CSCI 5551/7551 Parallel and Distributed Systems
Professor Gita Alaghband

Tentative Syllabus,
Academic Calendar '17 Deadlines

I may change this somewhat, relevant announcements will be made in class.
Office: LSC-811
Email: All your emails must have CSCI 5551 or CSCI 7551 in the subject field; otherwise, I may lose your message.      
Office Hours: Subject to change, I will notify you of change and update this site.
Tuesday-Thursday:  1:00 to 3:00      By appointment only. Please call the CSE Office at 303-315-1411 (or                                                                            303-315- 1408) for appointments.
Tuesday-Thursday:  3:00 to 3:30
Description: This is a state-of-the-art course in the vital area of parallel and distributed systems.
With the advances in the computer architecture field, all new computers including laptops are now multi-core systems. While the computer architectures have all moved to multi-core, the system software and programming of these computers have not advanced at the same rate of progress. In fact AMD and Intel announced that they will increase the number of cores on a chip in all future processors as have most computer companies. For these computers to be used effectively, new system software, programming languages and applications must be designed with expertise in parallel and distributed systems. Industry is now looking for software designers with training in parallel and distributed systems for all of their new developments.
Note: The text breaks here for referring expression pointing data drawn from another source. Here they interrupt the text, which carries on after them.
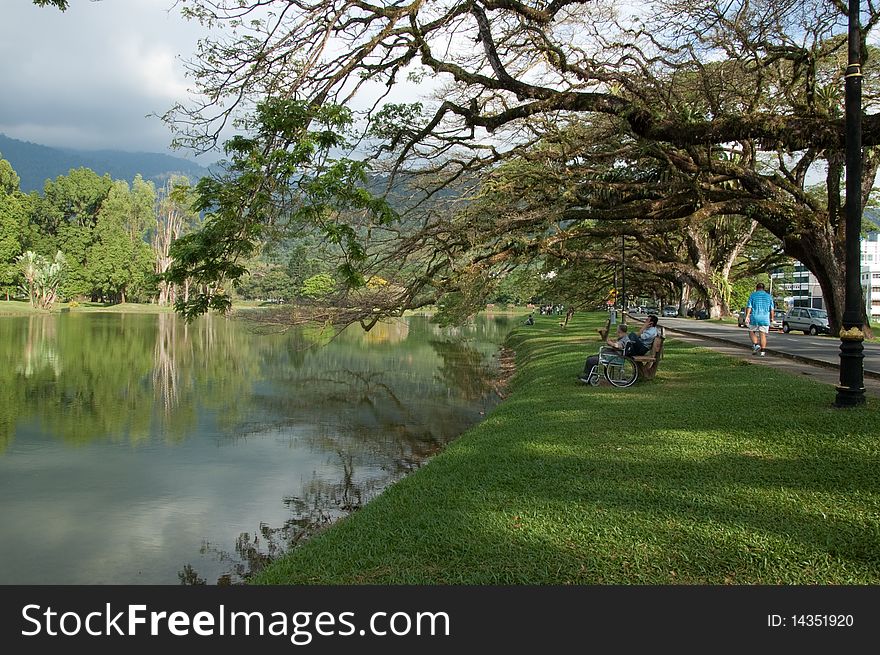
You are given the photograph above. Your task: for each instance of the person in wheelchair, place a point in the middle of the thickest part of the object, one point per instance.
(618, 345)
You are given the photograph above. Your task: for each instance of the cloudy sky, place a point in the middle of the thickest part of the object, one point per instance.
(88, 77)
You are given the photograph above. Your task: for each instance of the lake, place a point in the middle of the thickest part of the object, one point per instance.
(137, 449)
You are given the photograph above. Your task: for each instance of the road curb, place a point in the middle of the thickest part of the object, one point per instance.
(778, 353)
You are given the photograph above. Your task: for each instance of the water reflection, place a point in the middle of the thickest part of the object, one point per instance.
(140, 449)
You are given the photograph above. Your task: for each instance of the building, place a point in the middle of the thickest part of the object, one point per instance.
(800, 288)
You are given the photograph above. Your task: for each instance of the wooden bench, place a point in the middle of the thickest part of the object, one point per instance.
(650, 361)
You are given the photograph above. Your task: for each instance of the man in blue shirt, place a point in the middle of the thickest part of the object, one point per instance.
(759, 313)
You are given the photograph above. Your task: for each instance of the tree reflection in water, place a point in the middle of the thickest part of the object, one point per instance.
(463, 370)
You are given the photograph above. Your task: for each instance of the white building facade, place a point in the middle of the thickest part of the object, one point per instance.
(800, 288)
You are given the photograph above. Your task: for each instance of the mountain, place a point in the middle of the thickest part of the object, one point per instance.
(35, 163)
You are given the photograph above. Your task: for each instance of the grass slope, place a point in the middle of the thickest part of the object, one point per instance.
(717, 472)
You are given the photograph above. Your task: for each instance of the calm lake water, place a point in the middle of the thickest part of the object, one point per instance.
(136, 449)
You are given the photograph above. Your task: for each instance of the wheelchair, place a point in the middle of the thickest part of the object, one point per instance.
(618, 368)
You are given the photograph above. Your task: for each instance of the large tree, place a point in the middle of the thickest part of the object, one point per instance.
(762, 78)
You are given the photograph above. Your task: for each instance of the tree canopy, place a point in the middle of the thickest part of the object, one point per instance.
(737, 104)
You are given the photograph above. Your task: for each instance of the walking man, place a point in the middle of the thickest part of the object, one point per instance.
(759, 313)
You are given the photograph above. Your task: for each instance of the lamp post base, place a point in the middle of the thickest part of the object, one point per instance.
(849, 397)
(851, 390)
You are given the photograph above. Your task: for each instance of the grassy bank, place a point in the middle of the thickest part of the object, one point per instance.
(717, 472)
(23, 308)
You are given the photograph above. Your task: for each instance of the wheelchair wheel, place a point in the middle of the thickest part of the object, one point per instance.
(621, 371)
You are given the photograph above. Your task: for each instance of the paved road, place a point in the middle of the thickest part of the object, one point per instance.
(818, 350)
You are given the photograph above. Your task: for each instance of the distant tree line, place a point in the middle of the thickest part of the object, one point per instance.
(91, 238)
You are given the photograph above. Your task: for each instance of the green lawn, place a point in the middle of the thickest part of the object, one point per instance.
(717, 472)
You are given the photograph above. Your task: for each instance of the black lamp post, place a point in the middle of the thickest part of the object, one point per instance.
(851, 390)
(622, 274)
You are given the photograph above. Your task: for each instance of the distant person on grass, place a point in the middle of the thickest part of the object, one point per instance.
(759, 314)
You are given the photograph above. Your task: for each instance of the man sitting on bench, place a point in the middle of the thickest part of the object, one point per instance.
(644, 338)
(620, 342)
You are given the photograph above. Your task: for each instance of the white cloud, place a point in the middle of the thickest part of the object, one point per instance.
(89, 77)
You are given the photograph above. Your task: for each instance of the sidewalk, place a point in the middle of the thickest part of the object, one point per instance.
(817, 357)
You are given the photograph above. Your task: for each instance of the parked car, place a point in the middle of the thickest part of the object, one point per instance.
(809, 321)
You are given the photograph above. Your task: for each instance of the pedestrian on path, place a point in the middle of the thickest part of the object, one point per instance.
(759, 313)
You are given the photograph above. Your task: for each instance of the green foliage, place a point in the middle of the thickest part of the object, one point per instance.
(74, 198)
(10, 183)
(42, 277)
(12, 226)
(318, 286)
(280, 179)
This course will cover and relate three main components essential in parallel computation namely, parallel algorithms, parallel architectures, and parallel languages. The three areas will be described and their design influences on each other will be demonstrated.
Student will use our  Parallel Distributed Systems (PDS) Laboratory  that houses:
    •    Heracles: a multi-core cluster consisting of 18 nodes distributed as:
      o    1 master node, 2 x Intel Xeon E5-2650v4 Processor with 24 cores
      o    16 compute nodes, 2 x Intel Xeon E5-2650v4 with 24 cores (12 cores/processor)
      o    a cluster node with Intel Xeon E5-2650v4 Processor hosting 4 x NVIDIA Tesla P100 GPUs
      o    Mellanox SwitchX-2 18-Port QSFP FDR Externally Managed Switch (1U)
      o    Non-Blocking Switch Capacity of 2Tb/s
      o    128GB
    •    Hydra: a multi-core cluster consisting of 17 nodes distributed as:
      o     1 master node (12 cores)
      o    16 AMD Opteron 2427 nodes (12 core each)
      o    416 GB RAM
      o    ~ 5TB disk space
      o    four nodes connected to 8 Tesla Fermi GPUs 2050, PCIE2x16 (1792 CUDA cores each)
    •    a 64-core AMD Opteron 6274 server with one NVIDIA Kepler GPU (K40c)
    •    a 16-core Intel Xeon processor with 2 Intel Xeon Phi 7120P Coprocessors (122 cores)  equipped with Intel® Parallel Studio XE latest software.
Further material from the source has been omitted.